Although we don't believe in timing the market or panicking over market movements, we do like to keep an eye on big changes -- just in case they're material to our investing thesis.
What: Shares of the second largest U.S. coal producer, Arch Coal (OTC:ACIIQ), fell as much as 10% on April 21, following the company's first-quarter earnings release.
So what: The company reported a $113 million loss in the quarter, which was larger than Wall Street was expecting, though it was a slight improvement from last years' $124 million in the same period. The reality is that coal producers continue to operate in a tough environment, with natural gas prices and lower emissions leading many electric producers to use more gas and less coal.
This puts Arch in an unenviable position.
Now what: The company has more than $5 billion in debt, but almost $1 billion in cash which should provide enough of a hedge to get through this rough patch.
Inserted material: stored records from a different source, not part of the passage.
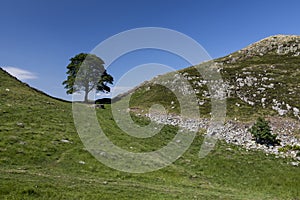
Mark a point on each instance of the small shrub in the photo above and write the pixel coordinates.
(262, 133)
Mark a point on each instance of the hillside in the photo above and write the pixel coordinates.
(261, 79)
(42, 156)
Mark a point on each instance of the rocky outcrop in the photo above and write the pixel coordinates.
(237, 133)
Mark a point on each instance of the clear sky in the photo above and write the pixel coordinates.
(39, 37)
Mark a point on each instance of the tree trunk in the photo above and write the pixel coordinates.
(86, 96)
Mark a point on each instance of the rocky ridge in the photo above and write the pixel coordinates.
(237, 133)
(261, 79)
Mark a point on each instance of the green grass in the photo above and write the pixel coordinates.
(36, 164)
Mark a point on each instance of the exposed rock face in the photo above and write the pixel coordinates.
(237, 133)
(277, 44)
(261, 79)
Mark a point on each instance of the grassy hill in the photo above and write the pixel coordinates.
(42, 156)
(261, 79)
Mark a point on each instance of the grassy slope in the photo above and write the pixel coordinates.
(35, 163)
(285, 75)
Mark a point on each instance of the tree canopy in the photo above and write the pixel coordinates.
(85, 73)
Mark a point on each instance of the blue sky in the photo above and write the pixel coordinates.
(39, 37)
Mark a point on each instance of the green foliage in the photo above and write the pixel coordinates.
(85, 73)
(262, 133)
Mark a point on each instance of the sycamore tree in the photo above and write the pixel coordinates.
(86, 73)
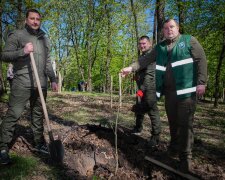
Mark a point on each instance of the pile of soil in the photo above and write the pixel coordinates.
(90, 151)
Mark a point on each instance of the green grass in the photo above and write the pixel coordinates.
(19, 169)
(4, 98)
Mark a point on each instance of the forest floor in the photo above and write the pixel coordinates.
(85, 122)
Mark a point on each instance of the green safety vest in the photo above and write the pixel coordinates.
(183, 67)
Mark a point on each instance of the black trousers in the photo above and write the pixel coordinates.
(180, 113)
(17, 101)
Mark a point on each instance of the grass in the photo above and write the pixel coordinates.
(209, 127)
(20, 168)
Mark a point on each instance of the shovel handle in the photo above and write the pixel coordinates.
(40, 91)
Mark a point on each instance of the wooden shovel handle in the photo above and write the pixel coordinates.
(40, 91)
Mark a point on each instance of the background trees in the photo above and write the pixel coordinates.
(92, 40)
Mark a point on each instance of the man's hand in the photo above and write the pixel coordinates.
(28, 48)
(200, 90)
(54, 87)
(125, 71)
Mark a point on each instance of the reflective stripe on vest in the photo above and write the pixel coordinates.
(185, 91)
(158, 94)
(160, 68)
(182, 62)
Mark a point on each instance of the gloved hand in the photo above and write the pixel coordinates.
(200, 90)
(140, 93)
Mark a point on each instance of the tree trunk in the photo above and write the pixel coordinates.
(160, 6)
(155, 29)
(1, 75)
(135, 24)
(108, 53)
(218, 72)
(20, 18)
(89, 44)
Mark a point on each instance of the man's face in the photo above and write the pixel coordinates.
(144, 45)
(170, 30)
(33, 20)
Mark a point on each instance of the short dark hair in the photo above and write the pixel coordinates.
(32, 10)
(144, 37)
(168, 20)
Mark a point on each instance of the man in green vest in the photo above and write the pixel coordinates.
(19, 45)
(181, 75)
(146, 96)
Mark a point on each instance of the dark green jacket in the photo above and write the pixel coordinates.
(145, 78)
(182, 64)
(196, 51)
(146, 82)
(14, 52)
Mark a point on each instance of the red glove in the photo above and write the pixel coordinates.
(140, 93)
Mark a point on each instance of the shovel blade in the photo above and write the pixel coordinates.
(56, 150)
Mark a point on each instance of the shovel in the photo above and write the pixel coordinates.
(56, 148)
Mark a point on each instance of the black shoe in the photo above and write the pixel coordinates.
(5, 159)
(172, 152)
(154, 141)
(43, 148)
(185, 165)
(136, 131)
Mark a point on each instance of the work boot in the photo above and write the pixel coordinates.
(185, 165)
(43, 148)
(136, 131)
(4, 156)
(154, 141)
(172, 151)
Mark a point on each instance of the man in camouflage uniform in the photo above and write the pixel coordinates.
(146, 95)
(181, 75)
(19, 45)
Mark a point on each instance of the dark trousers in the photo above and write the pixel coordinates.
(153, 114)
(17, 101)
(180, 113)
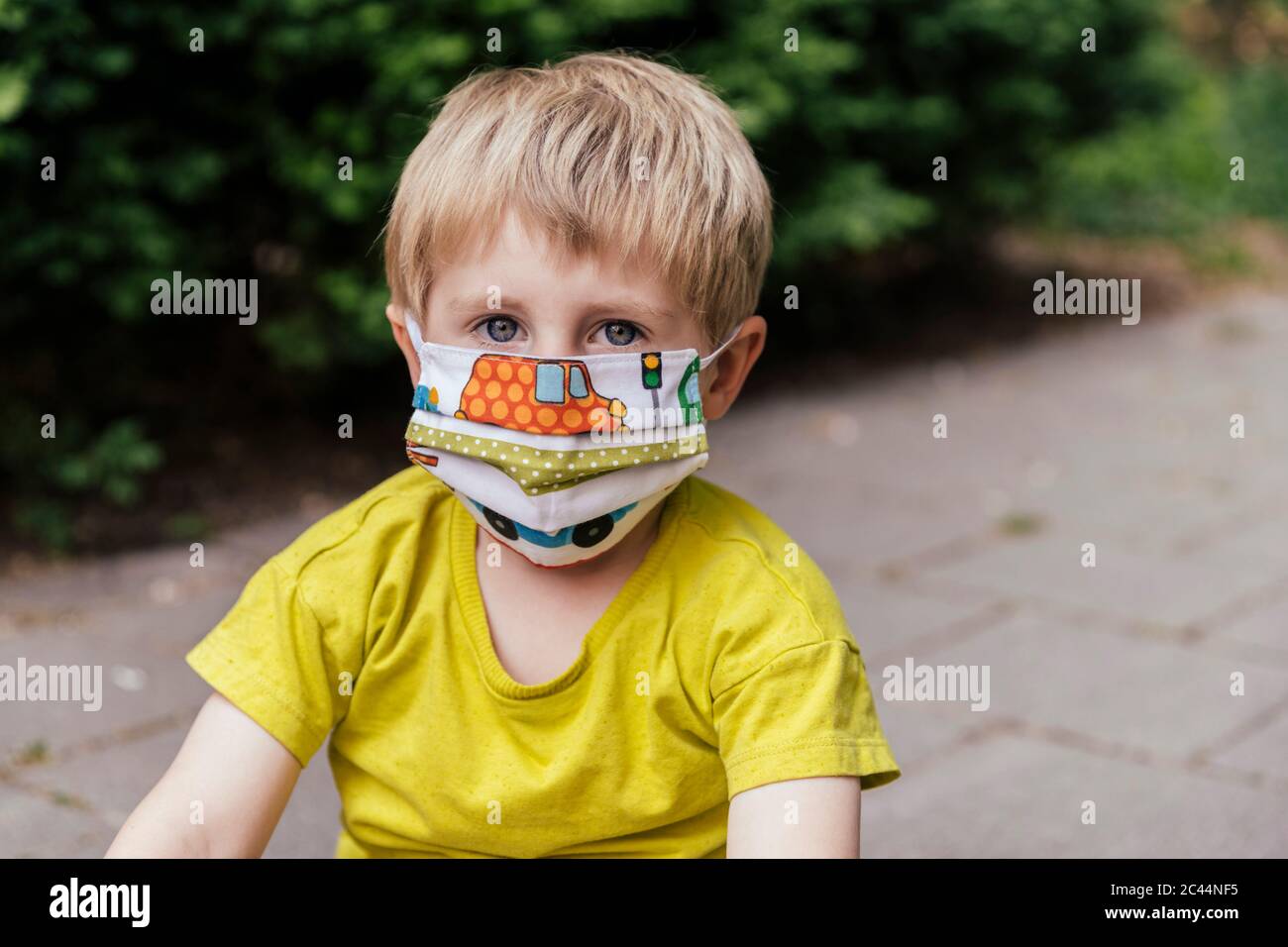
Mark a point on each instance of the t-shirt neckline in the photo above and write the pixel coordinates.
(469, 596)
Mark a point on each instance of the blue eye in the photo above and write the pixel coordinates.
(619, 333)
(501, 329)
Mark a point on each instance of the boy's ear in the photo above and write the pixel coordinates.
(395, 321)
(732, 368)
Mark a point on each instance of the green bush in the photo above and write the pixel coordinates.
(1170, 175)
(224, 162)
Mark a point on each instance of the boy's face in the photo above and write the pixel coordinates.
(519, 296)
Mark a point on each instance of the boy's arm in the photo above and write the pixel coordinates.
(797, 818)
(239, 774)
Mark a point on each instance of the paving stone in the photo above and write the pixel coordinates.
(1017, 797)
(1138, 693)
(1125, 583)
(37, 827)
(115, 780)
(1263, 751)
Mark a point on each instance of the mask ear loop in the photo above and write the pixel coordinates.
(706, 360)
(412, 330)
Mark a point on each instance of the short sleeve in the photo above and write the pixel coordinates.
(806, 712)
(270, 659)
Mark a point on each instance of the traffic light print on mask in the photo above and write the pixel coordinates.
(575, 447)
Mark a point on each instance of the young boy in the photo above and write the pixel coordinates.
(546, 637)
But the long-term trends for coal producers aren't exactly in the company's favor, as China -- the world's largest coal importer -- is reducing imports and making efforts to reduce domestic pollution in addition to the wider trend toward cleaner and more sustainable fuels.
There could be some value to be had for patient investors who follow the industry closely, but the average retail investor is probably better off investing in companies with durable long-term advantages. Factor in the cut-throat nature of a commodity business like coal, the cyclical nature of its pricing and demand, and it's hard to predict Arch being a better than average bet for strong investor returns, even at these prices.